Se trata de la “regularización”, que podría parecer una palabra propia de un trabalenguas si no fuera porque tiene poco de broma.

Y no lo tiene porque, para algunas personas, puede suponer un cambio tan trascendente en su vida como es el reconocimiento de los derechos que les corresponden como ciudadanos y ciudadanas.

Unos derechos de los que muchos gozamos por el mero hecho de haber nacido en un país y en un momento determinado. Un puro azar que puede marcar la frontera entre la vida y la muerte, ni más ni menos.

Confieso que no me he leído el texto legal, pero tampoco lo necesito en este momento para contar determinadas cosas.

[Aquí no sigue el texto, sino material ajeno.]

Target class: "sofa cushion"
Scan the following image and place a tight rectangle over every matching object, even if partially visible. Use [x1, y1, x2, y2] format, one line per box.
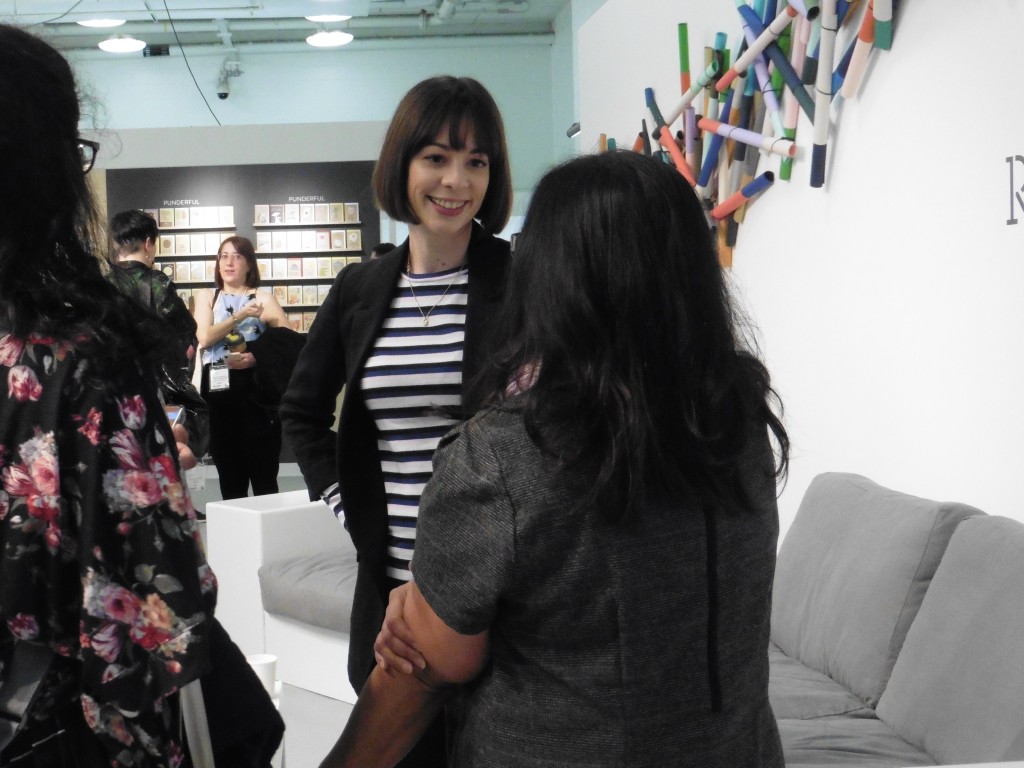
[778, 717, 935, 767]
[771, 473, 981, 707]
[768, 642, 875, 720]
[259, 550, 358, 635]
[876, 515, 1024, 764]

Aunque estoy segura de que gran parte de la gente que critica ferozmente esta medida legislativa tampoco ha leído el texto.

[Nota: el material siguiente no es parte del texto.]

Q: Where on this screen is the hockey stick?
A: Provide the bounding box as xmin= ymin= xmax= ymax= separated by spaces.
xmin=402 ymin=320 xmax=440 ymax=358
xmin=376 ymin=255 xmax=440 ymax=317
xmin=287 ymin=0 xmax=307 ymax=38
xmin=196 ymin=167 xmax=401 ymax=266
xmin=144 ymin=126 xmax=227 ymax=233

Un proceso de regularización no es otra cosa sino conceder el estatus de ciudadanos de pleno derecho a quienes llevan tiempo en nuestro país sin que hasta el momento se les haya dado esta oportunidad.

Son gente que trabaja en las peores condiciones, las más de las veces en empleos que nadie quiere y que ni siquiera podían hasta ahora reclamar por nada por miedo a que el fantasma de la expulsión se cerniera sobre ellos. Los vemos cada día sin mirarlos siquiera o, lo que es peor, sin querer verlos.

En muchos casos, son quienes cuidan a nuestras familias, quienes limpian nuestras casas o recogen nuestras basuras, quienes recogen en el campo la comida que luego irá a parar a nuestras mesas o construyen ladrillo a ladrillo las casas donde vamos a vivir.

Y solo quieren poder hacerlo sin el miedo a que cualquier día les detengan y les expulsen, y se queden sin poder dar de comer a sus familias, algunas de ellas a muchos kilómetros de distancia.

Pero no solo eso: quieren contribuir con sus impuestos a la mejora de unos servicios públicos a cuyo uso aspiran como cualquier otra persona.

Porque, paradójicamente, hay quien les reprocha que no contribuyan al erario público, pero se niegan a que tengan una situación legal que les permita tener contratos de trabajo y no formar parte de la economía sumergida y, en los más de los casos, explotada.

Algo tan simple no debería ser objeto de debate, ni, mucho menos, de un rechazo de plano tajante basado en bulos y desinformación.

No se va a abrir la puerta a delincuentes, ni mucho menos se va a hacer un llamamiento a todo el que quiera venir con la promesa de unos papeles que tan difíciles son de conseguir.

Se trata, simplemente, de dar carta de naturaleza a personas que ya llevan tiempo en nuestro país y que lo único que quieren es permanecer aquí con los mismos derechos que gozamos quienes tuvimos la suerte de nacer aquí. ¿Se les puede negar eso? La respuesta parece obvia.

Como es obvio también que no hay “efecto llamada” que valga. No se puede llamar a quien ya está aquí, y estar aquí es el requisito clave para regularizar.

Que nadie nos venda que van a llegar muchos más porque no es a ellos a quienes se dirige este proceso, por más que también merezcan nuestra solidaridad. Pero no es el caso de que se trata.

Estas personas han luchado mucho por tener algo por lo que muchas personas jamás hemos tenido que mover un dedo. ¿Tan difícil es de comprender?